In a 2006 New York Times review, Kelefa Sanneh made the particularly acute assertion that the Basement Jaxx formula “sounds less weird with every passing year. These days, and this year especially, lots of mainstream pop music sounds strikingly Basement Jaxxish.” With the release of Junto eight years later, it’s fair to say Sanneh was prescient. “Never Say Never” is a vintage strings-and-piano Jaxx track that exposes the roots of Clean Bandit. The Mykki Blanco-led “Buffalo” crosses hip hop, dancehall, and jungle with a bold idiosyncrasy whose earlier incarnations lit the fuse for Switch and Major Lazer. And “What’s the News?” manifests a fully fleshed-out version of the kind of ’90s pop-house from which Kiesza derives but that she never fully embodies. In other words, to say that Basement Jaxx came late to this party is to admit you have no idea who the hell is throwing this party in the first place. And yet it’s kind of hard to fault you because, after all, Buxton and Ratcliffe did leave their names off the invite.

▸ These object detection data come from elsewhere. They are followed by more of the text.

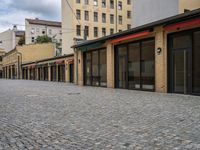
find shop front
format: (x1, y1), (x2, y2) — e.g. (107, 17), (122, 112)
(115, 38), (155, 91)
(168, 28), (200, 95)
(84, 48), (107, 87)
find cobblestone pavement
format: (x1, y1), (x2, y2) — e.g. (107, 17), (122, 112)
(0, 80), (200, 150)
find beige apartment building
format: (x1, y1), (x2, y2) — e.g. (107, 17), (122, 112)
(0, 26), (25, 52)
(62, 0), (132, 54)
(2, 43), (55, 79)
(25, 18), (62, 53)
(132, 0), (200, 27)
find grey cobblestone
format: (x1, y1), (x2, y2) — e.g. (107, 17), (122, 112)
(0, 80), (200, 150)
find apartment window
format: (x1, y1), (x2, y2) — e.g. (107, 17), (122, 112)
(85, 11), (89, 21)
(49, 29), (52, 34)
(76, 25), (81, 36)
(127, 11), (131, 19)
(31, 28), (35, 34)
(118, 1), (122, 10)
(102, 28), (106, 36)
(102, 0), (106, 8)
(31, 37), (35, 43)
(94, 0), (98, 6)
(110, 0), (114, 9)
(110, 28), (114, 34)
(85, 26), (89, 37)
(118, 16), (122, 25)
(94, 27), (98, 37)
(94, 12), (98, 22)
(84, 0), (89, 5)
(127, 24), (131, 29)
(102, 13), (106, 23)
(110, 14), (114, 24)
(76, 9), (81, 20)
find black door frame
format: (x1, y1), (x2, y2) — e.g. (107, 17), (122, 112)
(114, 37), (156, 92)
(167, 28), (200, 95)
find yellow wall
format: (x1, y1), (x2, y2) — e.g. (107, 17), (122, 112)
(179, 0), (200, 13)
(16, 43), (55, 63)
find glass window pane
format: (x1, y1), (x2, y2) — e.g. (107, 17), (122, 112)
(92, 51), (99, 86)
(85, 53), (91, 85)
(141, 40), (155, 90)
(128, 43), (140, 89)
(193, 31), (200, 93)
(100, 50), (107, 86)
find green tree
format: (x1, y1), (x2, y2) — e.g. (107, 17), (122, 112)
(36, 35), (52, 43)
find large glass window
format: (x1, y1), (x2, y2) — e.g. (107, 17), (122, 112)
(115, 39), (155, 91)
(92, 51), (99, 86)
(141, 40), (155, 90)
(85, 53), (91, 85)
(99, 50), (107, 86)
(84, 49), (107, 86)
(193, 31), (200, 93)
(128, 43), (140, 89)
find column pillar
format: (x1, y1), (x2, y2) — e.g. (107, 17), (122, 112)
(65, 64), (70, 82)
(27, 68), (31, 80)
(107, 44), (115, 88)
(56, 64), (58, 82)
(48, 65), (51, 81)
(155, 26), (167, 93)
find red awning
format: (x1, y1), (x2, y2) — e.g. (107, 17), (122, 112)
(66, 59), (74, 64)
(164, 18), (200, 31)
(111, 31), (151, 43)
(56, 60), (64, 65)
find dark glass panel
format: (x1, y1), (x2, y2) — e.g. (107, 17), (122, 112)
(85, 53), (91, 85)
(141, 40), (155, 90)
(92, 51), (99, 86)
(128, 43), (140, 89)
(193, 31), (200, 93)
(99, 50), (107, 86)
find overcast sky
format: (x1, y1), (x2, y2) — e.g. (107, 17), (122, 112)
(0, 0), (61, 32)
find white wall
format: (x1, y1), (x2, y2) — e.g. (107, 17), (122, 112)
(132, 0), (179, 27)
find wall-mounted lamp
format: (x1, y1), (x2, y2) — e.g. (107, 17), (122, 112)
(156, 47), (162, 55)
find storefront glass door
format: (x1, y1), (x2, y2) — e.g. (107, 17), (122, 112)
(168, 29), (200, 95)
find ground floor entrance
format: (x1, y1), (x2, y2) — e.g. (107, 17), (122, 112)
(115, 39), (155, 91)
(168, 29), (200, 95)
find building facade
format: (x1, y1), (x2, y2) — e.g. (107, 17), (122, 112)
(2, 43), (55, 79)
(132, 0), (200, 27)
(0, 49), (5, 78)
(0, 26), (25, 52)
(25, 18), (62, 53)
(73, 9), (200, 95)
(22, 54), (74, 83)
(62, 0), (132, 54)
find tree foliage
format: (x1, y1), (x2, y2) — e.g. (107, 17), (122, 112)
(36, 35), (52, 43)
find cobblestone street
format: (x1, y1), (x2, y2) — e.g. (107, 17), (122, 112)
(0, 80), (200, 150)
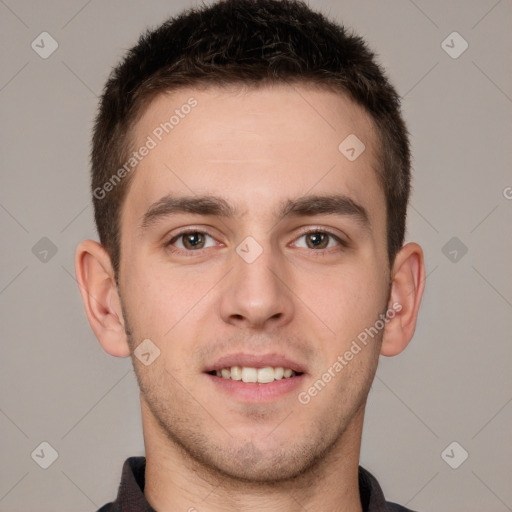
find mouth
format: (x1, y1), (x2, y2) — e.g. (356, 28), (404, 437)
(207, 366), (302, 384)
(203, 354), (306, 403)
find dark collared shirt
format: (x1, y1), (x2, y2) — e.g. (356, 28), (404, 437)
(98, 457), (413, 512)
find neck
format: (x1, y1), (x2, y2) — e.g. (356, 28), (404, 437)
(142, 404), (364, 512)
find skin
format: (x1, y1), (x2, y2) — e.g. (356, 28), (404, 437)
(76, 84), (425, 512)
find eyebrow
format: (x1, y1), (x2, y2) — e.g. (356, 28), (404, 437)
(140, 194), (370, 232)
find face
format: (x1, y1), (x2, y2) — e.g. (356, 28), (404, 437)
(119, 85), (389, 481)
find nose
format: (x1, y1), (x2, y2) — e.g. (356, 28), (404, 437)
(220, 238), (294, 329)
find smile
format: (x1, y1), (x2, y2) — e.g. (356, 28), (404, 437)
(209, 366), (300, 384)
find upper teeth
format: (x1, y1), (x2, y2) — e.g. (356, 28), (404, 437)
(215, 366), (296, 384)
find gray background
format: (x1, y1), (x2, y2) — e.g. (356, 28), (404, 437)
(0, 0), (512, 512)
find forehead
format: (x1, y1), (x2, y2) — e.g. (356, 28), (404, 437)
(124, 84), (384, 229)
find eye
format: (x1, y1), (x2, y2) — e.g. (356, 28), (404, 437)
(295, 229), (347, 250)
(167, 230), (215, 252)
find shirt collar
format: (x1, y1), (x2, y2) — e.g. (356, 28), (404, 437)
(107, 457), (412, 512)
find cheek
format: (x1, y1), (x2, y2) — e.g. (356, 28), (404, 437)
(297, 264), (387, 344)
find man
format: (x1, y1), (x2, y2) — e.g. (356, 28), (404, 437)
(76, 0), (425, 512)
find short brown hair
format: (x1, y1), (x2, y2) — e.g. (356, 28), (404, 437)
(91, 0), (410, 280)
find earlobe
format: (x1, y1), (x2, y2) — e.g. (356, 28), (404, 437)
(75, 240), (130, 357)
(380, 242), (425, 356)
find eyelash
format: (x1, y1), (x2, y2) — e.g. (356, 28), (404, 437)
(165, 228), (349, 256)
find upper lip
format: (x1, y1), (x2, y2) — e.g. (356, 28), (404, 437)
(204, 352), (306, 373)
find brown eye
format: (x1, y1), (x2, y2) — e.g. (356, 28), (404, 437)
(167, 231), (215, 251)
(295, 230), (346, 250)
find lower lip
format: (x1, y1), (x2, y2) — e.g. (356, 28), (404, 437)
(206, 374), (305, 403)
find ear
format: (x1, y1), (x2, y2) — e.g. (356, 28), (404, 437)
(380, 242), (425, 356)
(75, 240), (130, 357)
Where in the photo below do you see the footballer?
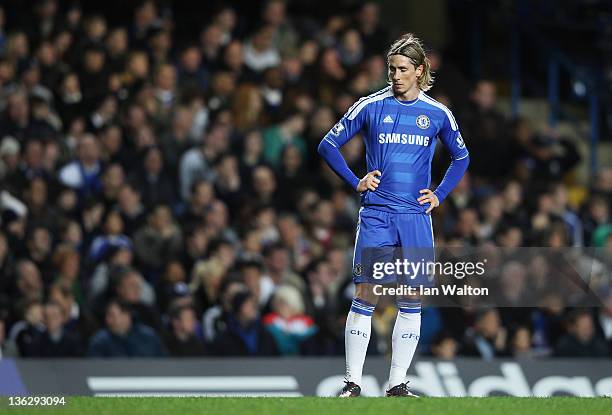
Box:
[318,34,469,397]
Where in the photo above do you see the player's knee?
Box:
[355,284,378,305]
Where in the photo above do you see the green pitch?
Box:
[0,397,612,415]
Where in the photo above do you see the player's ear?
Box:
[415,64,424,78]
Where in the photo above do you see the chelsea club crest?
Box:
[417,115,429,130]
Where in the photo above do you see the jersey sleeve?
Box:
[438,109,469,160]
[318,101,366,190]
[434,109,470,203]
[323,101,367,148]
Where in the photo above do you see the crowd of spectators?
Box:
[0,0,612,359]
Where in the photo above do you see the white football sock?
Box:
[344,298,375,386]
[389,302,421,388]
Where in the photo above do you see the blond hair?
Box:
[387,33,434,91]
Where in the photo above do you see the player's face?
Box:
[389,55,423,96]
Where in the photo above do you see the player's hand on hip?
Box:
[357,170,382,193]
[417,189,440,214]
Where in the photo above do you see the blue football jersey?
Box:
[324,86,469,213]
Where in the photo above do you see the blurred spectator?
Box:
[32,302,82,357]
[9,300,45,357]
[244,24,281,72]
[212,291,280,356]
[0,313,19,359]
[87,300,166,358]
[166,306,206,357]
[460,309,508,360]
[59,134,102,199]
[262,285,317,355]
[555,310,610,359]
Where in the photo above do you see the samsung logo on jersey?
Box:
[378,133,429,146]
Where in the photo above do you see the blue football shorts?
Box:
[353,206,435,285]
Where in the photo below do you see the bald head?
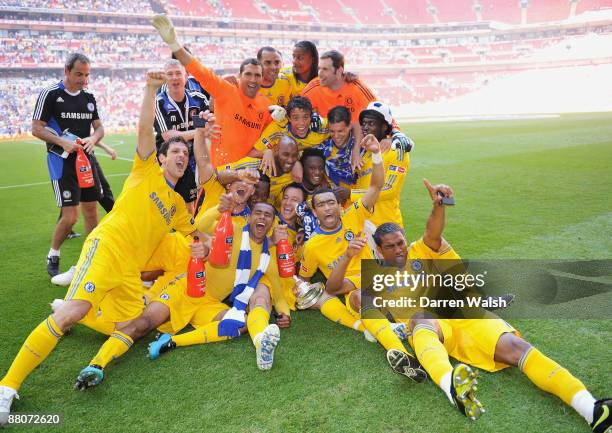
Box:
[274,135,298,174]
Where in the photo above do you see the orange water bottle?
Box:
[276,239,295,278]
[208,211,234,266]
[75,145,95,188]
[187,236,206,298]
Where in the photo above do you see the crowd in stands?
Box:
[0,0,153,13]
[0,30,572,68]
[0,72,144,138]
[0,0,610,26]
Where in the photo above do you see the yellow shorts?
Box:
[141,233,191,275]
[344,289,361,317]
[65,238,144,323]
[153,276,229,334]
[438,319,520,372]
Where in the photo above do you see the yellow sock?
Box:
[89,331,134,368]
[519,347,586,405]
[0,316,64,391]
[247,307,270,345]
[321,297,365,332]
[363,319,408,353]
[78,314,115,335]
[412,325,453,386]
[172,321,231,347]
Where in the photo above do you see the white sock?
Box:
[253,332,263,347]
[572,389,595,424]
[440,371,455,406]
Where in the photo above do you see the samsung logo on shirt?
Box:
[61,113,93,120]
[149,191,176,225]
[234,113,261,129]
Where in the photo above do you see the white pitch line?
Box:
[0,171,131,189]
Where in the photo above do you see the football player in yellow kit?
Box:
[374,180,612,433]
[73,202,288,370]
[351,102,410,227]
[294,135,412,354]
[0,72,203,424]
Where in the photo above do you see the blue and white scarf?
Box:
[317,134,364,185]
[218,224,270,337]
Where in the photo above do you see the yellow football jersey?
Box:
[253,119,329,152]
[300,200,374,288]
[281,66,308,98]
[88,152,195,270]
[206,218,281,300]
[258,72,292,107]
[195,202,251,234]
[351,150,410,227]
[270,215,304,262]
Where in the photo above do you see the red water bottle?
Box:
[208,211,234,266]
[187,236,206,298]
[75,145,95,188]
[276,239,295,278]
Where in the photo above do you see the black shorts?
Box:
[174,165,198,203]
[47,152,102,207]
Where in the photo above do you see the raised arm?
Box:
[136,71,166,160]
[152,14,193,66]
[361,134,385,212]
[193,110,219,186]
[423,179,454,251]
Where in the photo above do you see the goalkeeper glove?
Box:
[310,112,323,132]
[151,14,181,53]
[268,105,287,123]
[391,131,414,152]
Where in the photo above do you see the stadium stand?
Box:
[0,0,612,136]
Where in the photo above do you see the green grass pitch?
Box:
[0,113,612,433]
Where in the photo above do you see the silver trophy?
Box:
[293,275,325,310]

This time last year, when my old band Texas Is the Reason reunited for a brief tour, I was frequently asked — by journalists, by peers, by friends — what I thought it was about our band that allowed it to persist so stubbornly in the collective memory. I liked to shrug this question off with a pragmatic reply like, “Our record label never went under.” But if I’m being honest, I know that memory is not simply preserved by culture; it is produced. And part of that production of memory means being complicit in your own myth-making — whether you admit to it or not. (Most of us, perhaps obviously, deny our own involvement.) It’s still unclear whether or not Basement Jaxx’s reach and innovation will be obscured by better myth-makers, by more visible storytellers, but while I respect the duo’s lack of protest — You do your thing. We’ll do ours is the mantra, after all —I can only take comfort in knowing that the construction of memory is both a collaborative act and a perpetual project of culture. It does not require their participation, and it will never, ever end.